° Dokuzuncu Bölüm °

252 27 2
                                    

"Benim odamda kalacaksın değil mi Elenor?" diyen Diana'nın sesini duyduğumda yavaşça arkamı döndüm.

"Yani bilmiyorum. Seni rahatsız etmeyeceksem."

"Tabii ki rahatsız etmeyeceksin. Yanımda kalacaksın diye odama bir yatak bile getirdim." dediğinde ona içten bir şekilde gülümsedim.

"Teşekkürler."

Şimdilik biten konuşmamızla birlikte ben önümü dönüp kitaplıkda ki kitapları incelemeye devam ettim. Böyle kalın kitaplar biriktirmek galiba gelenekti. Elimi eski dokulu kitaplarda gezdirdim. Dokuları iç gıdıklayıcı bir his veriyordu. Ve bu his gerçekten güzeldi.

Buraya geleli neredeyse iki saat olmuştu. Bu iki saate evi keşfetmekle geçirmiştim. Tabii Diana ve Ryan'ın ufak tartışmalarını unutmamak gerekti. Birbirleriyle çok uğraşıyorlardı. Ama çok tatlı görünüyorlardı. Onları izlerken gülmekten ölmüştüm.

"Diana, acıktım ben." diyen sesle düşüncelerimden ayrıldım.

"Bak mutfak orada. Dolabı kilitledim ya."

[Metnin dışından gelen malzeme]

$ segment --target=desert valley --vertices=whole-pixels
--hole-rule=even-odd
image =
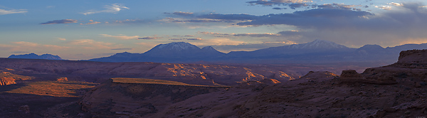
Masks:
[[[426,0],[0,1],[0,118],[426,118]]]

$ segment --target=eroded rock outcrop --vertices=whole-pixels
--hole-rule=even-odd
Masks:
[[[15,75],[9,72],[0,71],[0,85],[16,84],[16,80],[26,80],[31,79],[31,77]]]
[[[80,104],[95,117],[145,117],[173,103],[226,88],[150,79],[113,78],[88,92]]]
[[[280,68],[157,63],[99,63],[0,58],[0,65],[26,74],[70,76],[69,80],[103,82],[110,77],[131,77],[169,80],[189,84],[237,85],[246,81],[275,79],[285,82],[299,77]],[[84,77],[85,79],[81,79]],[[53,80],[53,79],[52,79]],[[206,82],[209,80],[209,82]]]

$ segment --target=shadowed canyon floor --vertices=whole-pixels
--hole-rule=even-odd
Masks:
[[[16,84],[0,86],[0,117],[426,117],[424,55],[403,51],[394,64],[340,75],[280,66],[3,60]]]

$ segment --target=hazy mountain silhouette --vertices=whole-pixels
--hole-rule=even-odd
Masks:
[[[200,48],[184,42],[156,45],[144,53],[120,53],[110,57],[94,58],[101,62],[195,63],[199,61],[238,63],[327,63],[396,62],[401,50],[427,48],[427,43],[406,44],[386,48],[378,45],[349,48],[332,41],[312,42],[271,47],[253,51],[231,51],[223,53],[211,46]]]
[[[127,52],[117,53],[110,57],[94,58],[90,61],[100,62],[156,62],[191,63],[201,60],[214,60],[226,54],[211,46],[200,48],[185,42],[174,42],[156,45],[144,53]]]
[[[11,55],[8,58],[26,58],[26,59],[43,59],[43,60],[63,60],[58,55],[51,54],[43,54],[38,55],[35,53],[28,53],[24,55]]]

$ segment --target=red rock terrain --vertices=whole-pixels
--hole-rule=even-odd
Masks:
[[[2,83],[12,83],[0,86],[0,117],[426,117],[425,55],[340,76],[320,66],[0,58]]]
[[[423,54],[427,54],[427,50],[404,51],[399,58],[419,58]],[[110,81],[88,92],[80,103],[90,106],[84,107],[89,114],[112,117],[426,117],[426,65],[427,63],[417,60],[399,60],[390,65],[367,69],[362,73],[344,70],[338,77],[329,72],[310,72],[300,79],[286,82],[246,81],[231,88],[211,90],[201,95],[174,92],[181,91],[177,90],[188,90],[186,88],[204,91],[194,87],[157,88],[164,85],[130,85],[130,83]],[[147,88],[154,90],[149,90],[150,94],[125,92]],[[154,92],[152,94],[154,95],[150,95]],[[123,97],[111,97],[110,92],[120,92],[118,96]],[[170,102],[168,101],[174,101],[174,95],[166,93],[179,93],[188,99]],[[132,103],[129,102],[131,100]],[[146,102],[148,101],[150,102]],[[147,103],[164,106],[144,105]],[[137,106],[149,106],[150,109],[144,108],[144,112],[138,112],[134,110],[138,109]],[[93,112],[100,107],[108,108],[102,109],[108,114]]]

Diana'nın cümlesiyle birlikte birkez daha güldüm. Gerçekten komiklerdi.

Onlar birbiriyle uğraşırken çalan kapıyla tartışmaları yarıda kaldı. Diana, Ryan'a ters bir bakış attıktan sonra kapıya doğru ilerledi.

Açılan kapıyla yerimde kıpırdandım. Gelenler muhtemelen evin diğer üyeleriydi. Kapıdan ilk önce Nickolas girdi. Üzerinde ki ceketi çıkarıp askılığa asmıştı ki beni gördü.

"Ah leydim.. Demek geldiniz." dediğinde ona ufak bir tebessüm ettim. Yanıma yaklaşıp bana sarıldığında bende yavaşça kollarımı ona sardım.

"Gelmene sevindim."

"Teşekkür ederim." dediğimde benden yavaşça ayrıldı.

"Duymamış olayım." dediğinde ona küçük bir tebessüm ettim. Ardından bakışlarımı kapıya çevirdim. Kapının girişinde gördüğüm Hazel ve mavi gözlü bir adamla onlara gülümseyerek baktım. Daha doğrusu Hazel'e gülümsedim.

Yavaş hareketlerle onlara yaklaştığımda Hazel bana yaklaşıp sarıldı.

"Hoş geldin tatlım."

"Hoş buldum Hazel." dedim kolarımı ona sararken.

Benden ayrıldıktan sonra eliyle yanında ki adamı gösterdi.

"Eşim Victor." dediğinde adama gülümseyerek baktım.

"Merhaba Elenor. Evimize hoş geldin." dedi o da bana gülümserken.

"Hoş buldum Victor Bey. Kapınızı bana açtığınız için teşekkürler." dedim.

Victor, elini omzuma koyup iki kere yavaşça vurdu.

"Sadece Victor demen yeterli. Ve lafı bile olmaz. Biz burada hep bir parçayız."

"Ay kapının ağzında kaldınız. Marcus geliyor şimdi kızacak size." diyen Nickolas'la kapının önünden çekildik.

Bizim çekilmemizle içeriye altmışlarında bir adam girdi. Yavaş hareketlerle içeriye girmesiyle gergince yerimden kıpırdandım. Bakışları önce salonda gezdi. Daha sonra bakışları beni buldu. Kısılan gözleriyle beni süzdükten sonra yanıma doğru yaklaştı.

Elini bana uzatığında önce şaşırdım. Çünkü sert yüzünden böyle davranacağını düşünmemiştim.  Uzattığı eli yavaşça tuttum.